Have Known, But This Was Still A Shock

My husband is here, on EP, and has been for years. Only recently did I find his account and the extent to which he has been unfaithful to me - and to our children.

He has left a voluminous electronic trail detailing the depths into which he's descended, that when compared to the cover stories he has given me, leave me utterly humiliated and sick in my soul.

No, we were never perfect from the beginning; who is? We met when I took music lessons from his mother and though I never caught on with piano I started dating this affable, sensitive 21 year old with the body of an adonis. We came from very similar small-town and religious backgrounds. When he proposed it came with an ultimatum: either marry him or we would have to stop seeing one another. I was in love and it was no contest.

I dropped out of college and entered the work force so he could continue on to get his degree. Our newlywed months were filled with affection and laughter as I sought new ways to show him my happiness once his studies were put aside for the night.

Time went on, he graduated, worked two jobs. We were paying down our debts. Life was good. I was eager for him in bed; he was often tired.

He has always had a roving eye but assured me he loved only me. His gaze always lingered too long on attractive women. I started finding things that shocked me. Whenever I caught him hiding dirty pictures or books he would lash out defensively claiming a "one-off" or a "slip." He'd shut down and stop speaking to me, which I thought was a strange way of expressing "love."

Well, those "slips" were relatively few and far between at first. We were enjoying our first child, then four more. We traveled a great deal and lived abroad, something most people can only dream of. He bought me some expensive china and jewelry from time to time as if to compensate for the diminishing physical attention I was receiving from him.

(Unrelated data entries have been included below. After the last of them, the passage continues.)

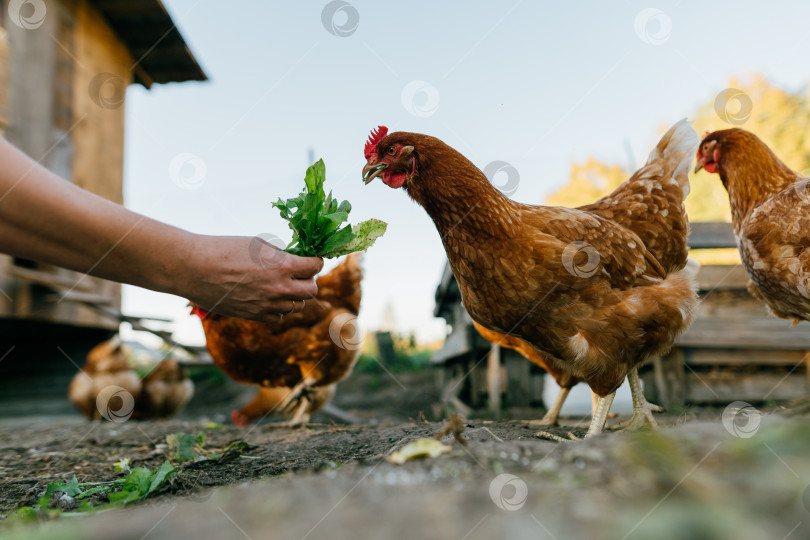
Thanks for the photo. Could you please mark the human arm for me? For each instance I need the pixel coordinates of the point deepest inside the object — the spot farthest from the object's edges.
(45, 218)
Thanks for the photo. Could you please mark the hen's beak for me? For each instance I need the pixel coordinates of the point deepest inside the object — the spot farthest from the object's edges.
(372, 171)
(699, 163)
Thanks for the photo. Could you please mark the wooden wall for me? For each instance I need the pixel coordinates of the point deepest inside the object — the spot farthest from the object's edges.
(67, 84)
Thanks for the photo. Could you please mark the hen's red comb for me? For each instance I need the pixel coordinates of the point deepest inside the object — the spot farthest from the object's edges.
(376, 136)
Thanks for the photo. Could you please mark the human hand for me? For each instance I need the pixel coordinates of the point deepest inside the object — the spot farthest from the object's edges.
(248, 278)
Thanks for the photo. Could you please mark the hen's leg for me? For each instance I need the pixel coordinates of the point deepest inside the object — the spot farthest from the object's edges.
(294, 393)
(553, 414)
(594, 398)
(598, 419)
(301, 415)
(600, 414)
(642, 409)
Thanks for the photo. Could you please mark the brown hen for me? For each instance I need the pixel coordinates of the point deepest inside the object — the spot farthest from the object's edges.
(311, 349)
(582, 289)
(770, 213)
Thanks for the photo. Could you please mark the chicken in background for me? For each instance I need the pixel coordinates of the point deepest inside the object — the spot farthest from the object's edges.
(770, 213)
(300, 356)
(163, 392)
(269, 400)
(107, 366)
(608, 300)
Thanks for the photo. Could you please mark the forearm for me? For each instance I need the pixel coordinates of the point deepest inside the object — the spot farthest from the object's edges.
(45, 218)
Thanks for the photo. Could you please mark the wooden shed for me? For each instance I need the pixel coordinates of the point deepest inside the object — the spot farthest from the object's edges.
(473, 372)
(65, 66)
(735, 350)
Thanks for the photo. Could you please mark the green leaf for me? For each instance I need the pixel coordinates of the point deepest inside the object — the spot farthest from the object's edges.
(364, 235)
(71, 489)
(315, 219)
(184, 447)
(315, 176)
(160, 476)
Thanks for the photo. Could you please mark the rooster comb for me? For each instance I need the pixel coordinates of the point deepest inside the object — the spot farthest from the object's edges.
(377, 134)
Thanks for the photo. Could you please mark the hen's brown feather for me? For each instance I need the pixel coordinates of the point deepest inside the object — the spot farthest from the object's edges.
(304, 346)
(770, 209)
(583, 289)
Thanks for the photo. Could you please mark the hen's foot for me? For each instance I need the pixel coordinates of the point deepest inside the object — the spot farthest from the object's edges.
(642, 409)
(551, 436)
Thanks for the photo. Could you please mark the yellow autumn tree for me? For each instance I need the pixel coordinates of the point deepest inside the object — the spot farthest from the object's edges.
(779, 117)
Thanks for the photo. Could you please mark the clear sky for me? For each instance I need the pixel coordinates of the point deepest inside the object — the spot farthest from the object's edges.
(535, 84)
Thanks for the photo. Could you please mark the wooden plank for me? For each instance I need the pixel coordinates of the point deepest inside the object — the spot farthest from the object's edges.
(80, 297)
(807, 368)
(722, 276)
(669, 379)
(712, 334)
(708, 235)
(98, 137)
(48, 279)
(744, 357)
(477, 382)
(724, 387)
(518, 391)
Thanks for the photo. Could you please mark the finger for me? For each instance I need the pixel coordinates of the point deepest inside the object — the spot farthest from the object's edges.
(288, 307)
(305, 267)
(302, 289)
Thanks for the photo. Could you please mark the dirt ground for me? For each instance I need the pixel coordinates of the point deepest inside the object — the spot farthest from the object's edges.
(693, 478)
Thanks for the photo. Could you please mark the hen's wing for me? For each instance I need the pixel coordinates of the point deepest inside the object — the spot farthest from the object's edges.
(650, 203)
(775, 247)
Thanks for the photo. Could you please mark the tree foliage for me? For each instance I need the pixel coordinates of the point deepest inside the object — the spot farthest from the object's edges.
(778, 116)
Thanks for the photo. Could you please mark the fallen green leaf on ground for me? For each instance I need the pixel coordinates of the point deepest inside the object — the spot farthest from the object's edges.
(420, 448)
(316, 218)
(184, 447)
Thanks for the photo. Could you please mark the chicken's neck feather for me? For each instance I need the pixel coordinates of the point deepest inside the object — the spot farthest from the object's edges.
(752, 174)
(461, 200)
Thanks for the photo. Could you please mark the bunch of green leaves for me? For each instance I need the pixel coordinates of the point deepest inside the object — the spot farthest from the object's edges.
(138, 484)
(317, 221)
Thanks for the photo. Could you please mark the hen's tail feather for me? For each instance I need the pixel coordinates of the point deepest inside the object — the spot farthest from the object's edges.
(677, 148)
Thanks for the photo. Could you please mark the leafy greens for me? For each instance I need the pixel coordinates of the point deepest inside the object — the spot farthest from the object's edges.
(317, 219)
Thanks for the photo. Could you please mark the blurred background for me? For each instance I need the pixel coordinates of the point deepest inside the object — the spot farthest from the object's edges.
(203, 114)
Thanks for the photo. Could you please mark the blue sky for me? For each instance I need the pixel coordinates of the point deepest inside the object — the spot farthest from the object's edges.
(536, 84)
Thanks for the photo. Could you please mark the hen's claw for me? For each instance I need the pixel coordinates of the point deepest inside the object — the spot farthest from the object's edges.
(642, 409)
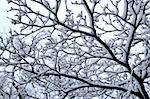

Nearly twenty years into our union he confessed he'd fallen in love with a girl he'd dated in junior high when he found her through the internet. He was by this time working in Europe while the rest of us remained in the U.S. They were having an affair, mostly by phone or email, though there were clandestine weeks in hotels too. He said he wanted out. We had five children, the youngest not even out of kindergarten, and I was expecting again. This couldn't be happening. I refused a divorce and toughed it out, counting on his fickle nature to manifest itself. It did. The affair ended. During this turbulent time I suffered a miscarriage, feeling abandoned.

From that time on whenever his work took him far away he didn't move us with him, insisting the cost was too high. I would have gladly settled for fewer possessions, a smaller home, anything, if he would be with us and our children benefit from their father's presence, not to mention my need for him as a woman.

Seven years ago he landed a series of contracts in Iraq and Afghanistan. He has seldom been home since. (I would add, he is now; he wasn't rehired after the last term ended. Looking at the long long list of interactions he's had here on EP, I marvel his bosses kept him as long as they did. No, he hasn't touched me in the months he's been home, either.)

How do I describe the loneliness, the frustration, the fear, the insecurity, the sinking gut feeling of being a single parent while the man I loved no longer bothered enough to so much as send an email or call more than once a week, if that.

So I scroll through his writings here, thinking of the emptiness of my own in-box these many years, and ask myself, do I know this man anymore.

I can't believe the things I'm seeing. I am so sick.